Many science fiction authors have delved—in print and on the screen—with the concept of characters out of place, awaking in more modern times—usually ours—and finding their weaknesses and strengths, and often desperately trying to hold on to their preferred habits, morals, and desires. What comes across with this work is the author’s skill at avoiding anything preachy, keeping the plot and subplots moving forward at pace, and, in the end, delivering a satisfying result.

In her use of an artic explorer, Graham Gore, as a main protagonist, surely dead and gone, kidnapped and sequestered with the heroine—herself somewhat closeted as a civil servant can only be – allows a yin/yang of morals, truth, and desire. In the juxtaposition of two era’s beliefs and morals in that confined space, deliberately making the female lead his guide all has the effect of keeping the reader riveted to the concept of change, irreversible change, seen as a whole for the first time by Gore and therefore to be re-appreciated and assessed by the reader.

The main protagonist, the Civil Servant, a Cambodian of immigrant origin, one of five bridges, is stuck with Gore who doesn’t want to be there nor does he care if he dies; there a running theme of finality and fatality throughout the book. That causes her to succor him in many ways and in that gentleness—always tinged with slight impatience at his reluctance to “update”—she begins to find the love her life has hitherto lacked. Gore is labeled as an “expat,” a turn of phrase that serves only to highlight the ridiculousness of taking someone from the past who is known to die and thrusting them into modern society, guide and teacher attached or not. There is irony here. Are not immigrants and expats today just as disoriented?

The book deals with all the comparison tropes one would expect: religion, sex, sexuality, permissiveness, attire, mores, desires, language change, habits. And yet at no time does the reader get told anything—all is revealed in a talented manner, part of the storytelling, much awaited, and anticipated perhaps but never trite.

When happiness come from the woman, it comes a-thudding at the reader’s heart. “I always thought of joy as a shouting, flamboyant thing, that tossed breath into the sky like a ball. Instead it robbed me of my speech and my air. I was pinned in place by joy and I didn’t know what to do.” Then she likens it to a crime, forbidden, too good to be true. And from that love takes hold and imbues the reader with a shared voyage.

Of course, the government mission must play out at odds with the Expat and the Civil Servant. He’s never grateful for having been lifted to modern times, why should he be? He’s been robbed of who he was, who he was to become, dead or not. He’s a guinea pig and she’s abetting the process. Given a choice of being part of the program or against it, he looks for ways forward. There are none.
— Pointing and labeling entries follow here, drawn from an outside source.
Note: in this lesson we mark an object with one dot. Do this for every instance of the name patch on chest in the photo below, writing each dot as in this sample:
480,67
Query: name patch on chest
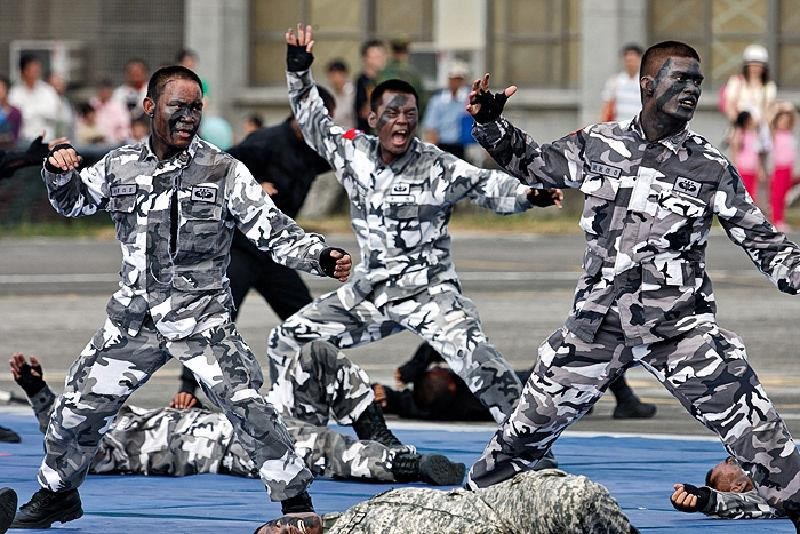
123,190
605,170
204,193
687,186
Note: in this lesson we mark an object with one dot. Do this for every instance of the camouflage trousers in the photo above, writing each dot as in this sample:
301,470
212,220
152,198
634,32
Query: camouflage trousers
114,365
705,369
441,315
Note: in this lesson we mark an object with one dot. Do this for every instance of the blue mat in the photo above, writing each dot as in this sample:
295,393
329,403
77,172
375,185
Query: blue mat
639,472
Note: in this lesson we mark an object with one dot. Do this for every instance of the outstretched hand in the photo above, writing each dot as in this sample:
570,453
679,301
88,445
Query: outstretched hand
485,106
298,48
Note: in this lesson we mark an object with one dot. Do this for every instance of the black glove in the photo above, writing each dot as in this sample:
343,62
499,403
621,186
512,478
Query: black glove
326,261
541,197
50,168
36,152
491,106
703,495
31,384
297,59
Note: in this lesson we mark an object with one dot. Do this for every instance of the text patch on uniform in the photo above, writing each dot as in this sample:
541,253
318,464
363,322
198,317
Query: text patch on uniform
605,170
204,193
685,185
123,189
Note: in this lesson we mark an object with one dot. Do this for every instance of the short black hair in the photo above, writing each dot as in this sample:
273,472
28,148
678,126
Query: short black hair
655,55
393,85
337,65
183,53
632,47
372,43
27,59
327,98
161,76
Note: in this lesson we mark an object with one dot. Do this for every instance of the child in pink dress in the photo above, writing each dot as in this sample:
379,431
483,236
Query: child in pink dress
744,149
783,154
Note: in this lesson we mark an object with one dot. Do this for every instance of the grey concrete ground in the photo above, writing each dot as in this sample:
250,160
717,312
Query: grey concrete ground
53,292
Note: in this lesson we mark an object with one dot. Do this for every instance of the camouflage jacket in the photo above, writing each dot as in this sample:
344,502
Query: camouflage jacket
176,273
748,505
399,211
532,502
647,214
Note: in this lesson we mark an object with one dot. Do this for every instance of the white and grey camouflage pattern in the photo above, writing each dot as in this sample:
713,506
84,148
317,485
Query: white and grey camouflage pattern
645,296
405,279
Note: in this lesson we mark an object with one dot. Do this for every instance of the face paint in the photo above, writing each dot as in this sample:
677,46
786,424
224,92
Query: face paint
396,124
176,117
675,93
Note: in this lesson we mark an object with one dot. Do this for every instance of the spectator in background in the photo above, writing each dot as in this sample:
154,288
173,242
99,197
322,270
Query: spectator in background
10,118
784,152
444,117
64,125
373,59
252,123
37,101
189,59
399,68
140,129
621,96
131,93
113,119
343,92
87,131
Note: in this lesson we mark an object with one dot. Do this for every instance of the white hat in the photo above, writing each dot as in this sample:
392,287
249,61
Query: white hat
755,53
458,69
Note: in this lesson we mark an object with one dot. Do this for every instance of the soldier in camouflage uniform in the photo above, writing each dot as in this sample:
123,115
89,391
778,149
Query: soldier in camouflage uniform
173,442
651,189
536,502
402,192
175,201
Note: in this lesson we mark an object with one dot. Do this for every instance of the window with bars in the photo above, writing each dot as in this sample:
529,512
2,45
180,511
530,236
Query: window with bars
340,26
721,29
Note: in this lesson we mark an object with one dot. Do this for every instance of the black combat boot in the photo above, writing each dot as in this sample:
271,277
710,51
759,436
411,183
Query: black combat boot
371,425
8,505
46,507
9,436
433,469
For her, the reality that nothing will change, that history will repeat, backward and forward, with or without Expat samples, leaves her bereft of hope. When there is a doppelganger possibility for her, perhaps affecting all timelines, the authorities resort to violence and police raids to contain a program opening doors to chaos. Graham, himself a stalwart adventurer and military man, finds ways to subvert the program, safeguard player(s) and, in the end, pits her against her. And, there’s a twist, but the heroine’s assumption of who was who are to be shattered and the concept of reality turns out to be manufactured, never real. Time flows, ebbs, and comes with billet doux from nowhere.